Although discharged from the NZEF, Stewart was still in the military reserve and commanded a battalion of the Territorial Force (TF). He was later given command of the TF's 3rd Infantry Brigade. From 1924 to 1926, he was president of the New Zealand Returned Servicemen's Association. His leadership of the association ended when he left New Zealand to become Professor of Latin at the University of Leeds.

On 28 July 1927, Stewart married Margaret Rosamond Poulton at Kinlet, Shropshire, England. This marriage, Stewart's second, was brief; she and their baby son, died during childbirth in August 1928. In 1929 Stewart was appointed principal of University College of Nottingham, later to become the University of Nottingham. In a history of the University of Canterbury, published in 1973, the authors wrote that Stewart was the "most able leader and administrator ... the College [of Nottingham] ever had". The year after his move to Nottingham, Stewart married Margaret Isabel Massey in London. The couple had two children, a daughter and a son.
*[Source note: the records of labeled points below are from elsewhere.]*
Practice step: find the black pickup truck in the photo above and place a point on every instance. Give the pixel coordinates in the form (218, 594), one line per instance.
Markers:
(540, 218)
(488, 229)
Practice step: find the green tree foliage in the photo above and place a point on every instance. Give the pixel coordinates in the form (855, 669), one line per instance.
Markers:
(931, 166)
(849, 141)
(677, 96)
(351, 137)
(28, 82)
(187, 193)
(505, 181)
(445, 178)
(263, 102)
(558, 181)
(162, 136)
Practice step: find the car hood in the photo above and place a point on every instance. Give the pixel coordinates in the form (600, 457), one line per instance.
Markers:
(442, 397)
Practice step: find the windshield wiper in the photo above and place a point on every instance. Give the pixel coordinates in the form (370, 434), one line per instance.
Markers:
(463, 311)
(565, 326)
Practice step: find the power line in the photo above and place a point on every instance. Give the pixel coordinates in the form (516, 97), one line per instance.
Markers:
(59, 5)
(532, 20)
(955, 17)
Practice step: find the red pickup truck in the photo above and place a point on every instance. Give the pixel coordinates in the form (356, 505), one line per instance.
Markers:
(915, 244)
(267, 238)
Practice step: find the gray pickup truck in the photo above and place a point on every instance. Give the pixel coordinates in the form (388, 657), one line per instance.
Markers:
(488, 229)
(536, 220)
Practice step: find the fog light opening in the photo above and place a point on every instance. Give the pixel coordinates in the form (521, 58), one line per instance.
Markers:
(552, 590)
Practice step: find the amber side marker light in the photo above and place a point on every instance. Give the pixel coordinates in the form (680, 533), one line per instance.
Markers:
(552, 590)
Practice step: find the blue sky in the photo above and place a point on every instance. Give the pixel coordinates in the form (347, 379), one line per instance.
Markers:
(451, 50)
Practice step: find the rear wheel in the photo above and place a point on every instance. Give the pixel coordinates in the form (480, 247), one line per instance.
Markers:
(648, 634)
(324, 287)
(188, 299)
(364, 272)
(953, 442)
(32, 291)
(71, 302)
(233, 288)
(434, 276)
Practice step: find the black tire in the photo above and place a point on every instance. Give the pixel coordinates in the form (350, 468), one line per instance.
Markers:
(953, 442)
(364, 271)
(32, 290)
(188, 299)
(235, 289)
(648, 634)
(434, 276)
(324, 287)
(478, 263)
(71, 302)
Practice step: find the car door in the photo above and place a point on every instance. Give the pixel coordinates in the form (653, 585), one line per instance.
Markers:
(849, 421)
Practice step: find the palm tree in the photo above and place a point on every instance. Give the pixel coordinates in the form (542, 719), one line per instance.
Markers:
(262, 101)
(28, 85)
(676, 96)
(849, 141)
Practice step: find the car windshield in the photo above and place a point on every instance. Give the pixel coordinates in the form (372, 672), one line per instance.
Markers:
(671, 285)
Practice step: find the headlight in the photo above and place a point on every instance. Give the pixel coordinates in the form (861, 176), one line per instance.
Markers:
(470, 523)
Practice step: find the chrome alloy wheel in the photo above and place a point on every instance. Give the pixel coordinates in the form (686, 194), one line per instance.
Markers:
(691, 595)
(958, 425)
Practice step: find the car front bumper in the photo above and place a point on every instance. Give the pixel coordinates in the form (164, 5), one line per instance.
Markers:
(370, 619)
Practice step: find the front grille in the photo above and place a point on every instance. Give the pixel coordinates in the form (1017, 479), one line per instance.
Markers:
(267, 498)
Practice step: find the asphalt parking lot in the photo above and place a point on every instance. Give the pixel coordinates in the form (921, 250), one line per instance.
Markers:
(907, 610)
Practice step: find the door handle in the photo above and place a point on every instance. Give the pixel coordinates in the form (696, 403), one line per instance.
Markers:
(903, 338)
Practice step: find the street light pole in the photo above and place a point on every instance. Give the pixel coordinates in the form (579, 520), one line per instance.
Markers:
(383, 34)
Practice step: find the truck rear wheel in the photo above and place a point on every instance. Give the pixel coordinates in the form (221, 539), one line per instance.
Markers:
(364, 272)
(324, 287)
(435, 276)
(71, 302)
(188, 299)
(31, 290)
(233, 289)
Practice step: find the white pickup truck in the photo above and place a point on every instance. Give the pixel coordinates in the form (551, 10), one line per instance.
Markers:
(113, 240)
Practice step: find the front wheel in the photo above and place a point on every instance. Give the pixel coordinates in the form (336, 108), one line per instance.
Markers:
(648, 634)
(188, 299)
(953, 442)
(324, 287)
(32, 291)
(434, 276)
Stewart travelled to New Zealand on holiday in August 1934 and resumed many of his past military acquaintances. While on passage to England he died unexpectedly aboard the ship and was buried at sea. He was survived by his third wife and his three children.

==Legacy==
After his death, Stewart was honoured by the renaming of Lenton Hall of Residence at the University of Nottingham to Hugh Stewart Hall. The university also named a scholarship after him. A tablet in his honour was unveiled on 18 January 1935 at the premises of the Christchurch Returned Soldier's Association by the former commander of the NZEF, Alexander Godley.